Studio album by Anthony Rapp
- Released: October 1, 2000
- Recorded: ?
- Genre: Alternative rock, pop rock
- Length: 46:24
- Label: Pai Gow Productions
- Producer: Joe Pisapia, John Keaney & Michael Corbett

= Look Around (Anthony Rapp album) =

Look Around is the first full-length album by American actor/singer Anthony Rapp, known as a singer for his performance as Mark Cohen in the musical Rent and the film adaptation of the musical.

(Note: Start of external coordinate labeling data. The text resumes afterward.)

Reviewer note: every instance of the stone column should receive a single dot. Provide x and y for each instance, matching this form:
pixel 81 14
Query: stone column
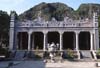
pixel 45 41
pixel 91 41
pixel 61 41
pixel 77 44
pixel 29 40
pixel 77 41
pixel 33 42
pixel 16 40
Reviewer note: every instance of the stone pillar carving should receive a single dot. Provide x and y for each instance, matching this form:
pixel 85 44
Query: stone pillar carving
pixel 91 41
pixel 61 40
pixel 77 44
pixel 29 40
pixel 77 41
pixel 45 41
pixel 16 40
pixel 33 41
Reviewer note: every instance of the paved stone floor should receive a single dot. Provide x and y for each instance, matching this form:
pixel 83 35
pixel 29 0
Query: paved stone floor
pixel 41 64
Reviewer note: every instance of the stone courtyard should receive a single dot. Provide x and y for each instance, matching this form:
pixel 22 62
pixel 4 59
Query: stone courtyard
pixel 41 64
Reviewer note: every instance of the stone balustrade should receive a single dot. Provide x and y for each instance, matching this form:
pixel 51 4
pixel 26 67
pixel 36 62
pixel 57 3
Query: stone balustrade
pixel 71 23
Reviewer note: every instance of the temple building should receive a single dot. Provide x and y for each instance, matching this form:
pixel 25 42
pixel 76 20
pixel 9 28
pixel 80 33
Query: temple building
pixel 78 35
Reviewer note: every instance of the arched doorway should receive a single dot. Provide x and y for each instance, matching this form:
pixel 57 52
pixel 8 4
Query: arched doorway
pixel 22 40
pixel 84 41
pixel 68 40
pixel 53 37
pixel 37 40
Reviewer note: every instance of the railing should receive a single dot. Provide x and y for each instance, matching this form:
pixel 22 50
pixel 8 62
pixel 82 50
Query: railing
pixel 55 24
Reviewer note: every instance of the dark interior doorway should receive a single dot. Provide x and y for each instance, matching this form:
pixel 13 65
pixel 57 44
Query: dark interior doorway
pixel 84 41
pixel 69 40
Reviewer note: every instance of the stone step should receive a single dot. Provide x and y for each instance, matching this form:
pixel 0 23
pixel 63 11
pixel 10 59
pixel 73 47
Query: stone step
pixel 86 55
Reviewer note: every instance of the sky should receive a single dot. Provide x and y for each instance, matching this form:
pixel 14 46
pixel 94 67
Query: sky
pixel 22 5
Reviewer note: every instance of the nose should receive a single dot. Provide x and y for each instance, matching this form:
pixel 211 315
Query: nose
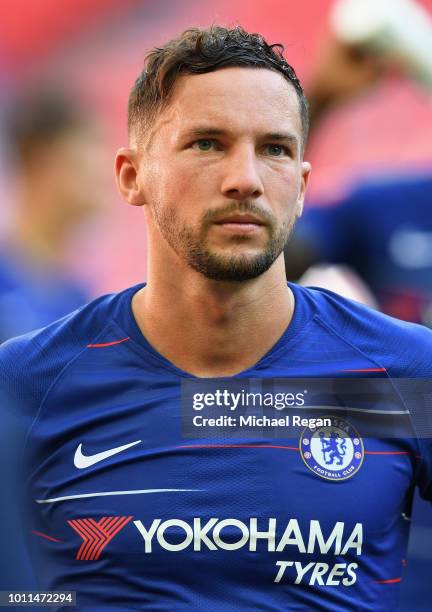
pixel 241 176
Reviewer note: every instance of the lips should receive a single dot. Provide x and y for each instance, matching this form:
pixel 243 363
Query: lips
pixel 240 220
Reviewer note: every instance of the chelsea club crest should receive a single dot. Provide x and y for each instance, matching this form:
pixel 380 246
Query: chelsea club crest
pixel 333 452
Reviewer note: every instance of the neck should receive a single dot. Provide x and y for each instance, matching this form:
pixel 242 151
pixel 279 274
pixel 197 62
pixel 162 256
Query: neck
pixel 211 328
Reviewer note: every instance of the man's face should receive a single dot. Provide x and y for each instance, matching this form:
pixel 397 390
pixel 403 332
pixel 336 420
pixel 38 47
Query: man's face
pixel 222 172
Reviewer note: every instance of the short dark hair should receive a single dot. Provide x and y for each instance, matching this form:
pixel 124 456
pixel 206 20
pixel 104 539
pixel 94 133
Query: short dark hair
pixel 197 51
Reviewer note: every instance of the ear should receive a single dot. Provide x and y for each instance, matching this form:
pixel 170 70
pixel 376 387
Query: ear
pixel 126 172
pixel 306 169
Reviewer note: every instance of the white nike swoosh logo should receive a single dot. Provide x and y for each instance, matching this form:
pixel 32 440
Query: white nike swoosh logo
pixel 82 461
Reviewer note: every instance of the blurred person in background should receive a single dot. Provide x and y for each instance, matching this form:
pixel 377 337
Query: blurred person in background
pixel 54 163
pixel 381 230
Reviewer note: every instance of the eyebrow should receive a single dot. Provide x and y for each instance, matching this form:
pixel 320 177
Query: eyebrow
pixel 201 131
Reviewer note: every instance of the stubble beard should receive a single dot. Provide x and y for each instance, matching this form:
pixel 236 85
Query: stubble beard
pixel 191 246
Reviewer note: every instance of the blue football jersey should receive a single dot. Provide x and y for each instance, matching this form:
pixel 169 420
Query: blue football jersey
pixel 133 513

It was released on October 1, 2000.

==Track listing==
1. "Living Alive" – 3:48 (Pisapia & Rapp)
2. "Look Around" – 3:52 (Pisapia & Rapp)
3. "Then Again" – 2:42 (Rapp)
4. "Human Tornado" – 2:35 (Keaney & Rapp)
5. "Always" – 4:06 (Keaney & Rapp)
6. "Just Some Guy" – 4:03 (Pisapia & Rapp)
7. "Goodbye" – 2:35 (Pisapia & Rapp)
8. "Room To Breathe" – 4:15 (Blum & Safran)
9. "Lesson #1" – 4:06 (Marshall Crenshaw)
10. "Visits To You" – 4:23 (Pisapia & Rapp)
11. "Out Out Damn Spot" – 4:14 (Pisapia)
12. "Now I Know" – 5:45 (Rapp)

==Credits==
===Tracks 1–6, 8, 12===
- Vocals – Anthony Rapp
- Guitar – Joe McMahan
- Bass – David Jacques
- Drums – Jimmy Lester

====Additional musicians====
- John Keaney – Guitar on 1, 3, 4, & 5, and piano 3, 5 & 8
- Michael Corbett – Keyboards on 5 & 12, Organ on 4
- Keith Lowen – backing vocals on 4 & 7
- Eric Fritsch – Guitar on 1, 3 & 12
- Joe Pisapia – Guitar on 2 & 6, back vocals on 4, 6, & 7
- Adam Blum – Guitar on 8
- David Henry – Cello on 5 & 8
- John Painter – Flugelhorn on 2 & 6
- Sam Smith – Drums on 3

===Tracks 7, 9, 10, 11===
- Guitar, Keyboards, Lap Steel, and Vibes – Joe Pisapia
- Bass – James "Hags" Haggerty
- Drums – Marc Pisapia

====Additional musicians====
- David Henry – Cello on 10
- Katie Cook, Allison Pierce, & Catherine Pierce – Backing Vocals on 11

==About the CD==
Look Around is Anthony Rapp's first CD.

==About the Songs==
A few of the songs deal with the death of Rapp's mother including "Always", and "Visits to You".

==About the Music Video==
There is a music video of "Out Out Damn Spot". It can be viewed when the CD is put in a computer.